Der Schriftsteller und Kabarettist Hanns Dieter Hüsch, geboren 1925, gestorben 2005, wäre in diesem Jahr 100 Jahre alt geworden. Zu diesem Anlass ist ein Buch mit einigen seiner Texte – Psalmen, Gebete, geistliche Gedanken – erschienen, herausgegeben von Okko Herlyn, emeritierter Theologieprofessor, selbst Kabarettist und von Publik-Forum als „begnadeter Nachfahre des großen Hanns Dieter Hüsch“ gefeiert.
„Ein Glück, dass es den Himmel gibt“, lautet der Titel des Buches. Nach den ersten Zeilen war mir klar: Jede Schnelllesetechnik wäre hier unpassend, ich werde jede Zeile lesen – so ansprechend der Inhalt, so schön die Sprache!
„Ach, Hanns Dieter, der alte Verräter“, sagt Franz Josef Degenhardt im Gespräch mit Okko Herlyn. Wieso Verräter? Die Frage wird im ersten Kapitel über das „theologische Vermächtnis des Hanns Dieter Hüsch“ beantwortet. „Degenhardts Äußerung reiht sich in eine bis heute nicht klein zu kriegende Hanns-Dieter-Hüsch-Legende ein. Sie besagt, dass der ehedem so politische und kritische Kabarettist auf seine alten Tage noch fromm geworden sei“ (8).
Dieser Legende stellt Herlyn entgegen, dass schon früh in Hüschs Texten „eine gewisse Sympathie mit der christlichen Botschaft“ zu finden ist, die dann allerdings etwa seit Mitte der 80er Jahre immer deutlicher hervortritt. Aber auch in seinen „frömmsten Äußerungen“ bleibt Hüsch der gesellschaftlich Kritische, der politische Engagierte, der überaus Wache“. „So wenig wie der frühe Hüsch sein Christsein grundsätzlich nie verleugnet hat, so wenig muss man beim späten Hüsch die kritischen Töne vermissen“ (9).
Den „lieben Gott“, so Herlyn, trifft man bei Hüsch vor allem bei den sogenannten kleinen Leuten, bei den Zukurzgekommenen und Spurenlosen, bei den Geknickten und Gekränkten, bei den Suchenden und Verrückten. „Ich möchte mir den lieben Gott wirklich wie einen vorstellen, der plötzlich in Dinslaken in einem Stehbistro steht und da seinen Espresso trinkt.“ (11). Theologische Korrektheiten oder konfessionelle Unterschiede haben für Hüsch keine Bedeutung. Als Vertreter einer anderen „Szene“ nimmt er immer wieder andere Seiten Gottes wahr: seine wohlwollende Musikalität, seine Leichtigkeit und vor allem Liebe, Hoffnung und Geduld, „seine alte Krankheit, alle Menschen gleich zu lieben“ (12). Als theologisches Vermächtnis Hüschs sieht Herlyn „die freundliche Einladung, Glauben und Humor um Gottes Willen beieinander zu halten“ (12). Der Glaube ist nämlich eine Frucht des Evangeliums, der frohen Botschaft.

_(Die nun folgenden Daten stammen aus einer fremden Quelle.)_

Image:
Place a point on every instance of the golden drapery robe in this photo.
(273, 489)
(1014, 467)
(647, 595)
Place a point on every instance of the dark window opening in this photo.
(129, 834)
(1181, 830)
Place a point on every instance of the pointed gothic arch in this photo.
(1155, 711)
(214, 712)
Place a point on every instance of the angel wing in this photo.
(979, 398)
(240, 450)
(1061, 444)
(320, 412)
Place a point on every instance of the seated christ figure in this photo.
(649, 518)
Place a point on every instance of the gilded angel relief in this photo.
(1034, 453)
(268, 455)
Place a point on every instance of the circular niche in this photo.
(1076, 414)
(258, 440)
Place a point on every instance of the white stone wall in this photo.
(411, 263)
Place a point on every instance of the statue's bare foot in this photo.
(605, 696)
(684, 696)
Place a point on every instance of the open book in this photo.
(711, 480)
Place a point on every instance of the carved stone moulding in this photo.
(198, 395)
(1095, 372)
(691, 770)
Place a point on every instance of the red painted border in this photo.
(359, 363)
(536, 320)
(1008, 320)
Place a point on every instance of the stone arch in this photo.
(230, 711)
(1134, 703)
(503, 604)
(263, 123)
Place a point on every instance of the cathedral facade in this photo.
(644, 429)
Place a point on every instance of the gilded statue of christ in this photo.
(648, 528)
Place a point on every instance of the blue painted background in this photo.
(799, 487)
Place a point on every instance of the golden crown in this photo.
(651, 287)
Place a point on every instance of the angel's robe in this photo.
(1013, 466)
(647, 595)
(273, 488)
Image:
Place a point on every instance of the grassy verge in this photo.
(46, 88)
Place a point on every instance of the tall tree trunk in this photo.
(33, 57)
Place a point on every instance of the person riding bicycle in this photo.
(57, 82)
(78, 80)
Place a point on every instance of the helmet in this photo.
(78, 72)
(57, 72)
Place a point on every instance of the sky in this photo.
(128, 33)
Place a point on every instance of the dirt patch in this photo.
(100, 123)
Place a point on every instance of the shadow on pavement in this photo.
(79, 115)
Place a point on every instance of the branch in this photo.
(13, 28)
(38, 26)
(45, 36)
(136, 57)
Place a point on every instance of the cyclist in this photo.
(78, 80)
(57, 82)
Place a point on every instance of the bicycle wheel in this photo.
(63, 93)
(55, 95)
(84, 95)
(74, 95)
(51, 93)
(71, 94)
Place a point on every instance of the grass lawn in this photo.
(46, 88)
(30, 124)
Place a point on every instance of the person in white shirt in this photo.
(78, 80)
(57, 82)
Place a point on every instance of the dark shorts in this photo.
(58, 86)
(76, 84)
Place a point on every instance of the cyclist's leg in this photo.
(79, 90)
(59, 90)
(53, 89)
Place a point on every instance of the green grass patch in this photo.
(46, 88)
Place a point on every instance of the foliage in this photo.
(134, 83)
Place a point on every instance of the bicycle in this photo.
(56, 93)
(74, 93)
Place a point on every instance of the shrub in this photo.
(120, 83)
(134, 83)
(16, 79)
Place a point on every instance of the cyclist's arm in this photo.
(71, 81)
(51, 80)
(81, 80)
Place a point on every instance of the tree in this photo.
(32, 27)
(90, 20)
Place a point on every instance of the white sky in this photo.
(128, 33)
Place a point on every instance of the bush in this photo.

Die Hüsch-Texte selbst nehmen den größten Raum des Buches ein. In 7 Kapiteln finden sich Psalmen, Gebete und geistliche Gedanken. Den einzelnen Kapiteln sind jeweils Hüsch-Zitate vorangestellt:
- Ich bin vergnügt, erlöst, befreit
- Gott sitzt in einem Kirschenbaum
- Jesus kommt, schmück dein Gesicht
- Ich setze auf die Liebe
- Auf unserem langen Weg zu unserer Menschwerdung
- Frieden fängt beim Frühstück an
- Ein Glück, dass es den Himmel gibt
In einem persönlichen Nachwort erzählt Herlyn von seiner ersten Begegnung mit Hanns Dieter Hüsch – zunächst im Winter 1969 als Student im Jungen Theater in Göttingen: „Die feinen Beobachtungen des Alltags, die treffsichere, jedoch nie verletzende Ironie, die unerschrockene Haltung gegenüber jedwedem offenen oder verborgenen Faschismus und nicht zuletzt die alles wärmende Menschenfreundlichkeit – all das hat mein Herz erobert“ (103). An diesem Abend nistet sich ein Traum in Okko Herlyn ein: „Einmal mit Hanns Dieter Hüsch auf der Bühne stehen!“ (103). Der Traum geht in Erfüllung – am 20. September 1999 in der Mercatorhalle in Duisburg.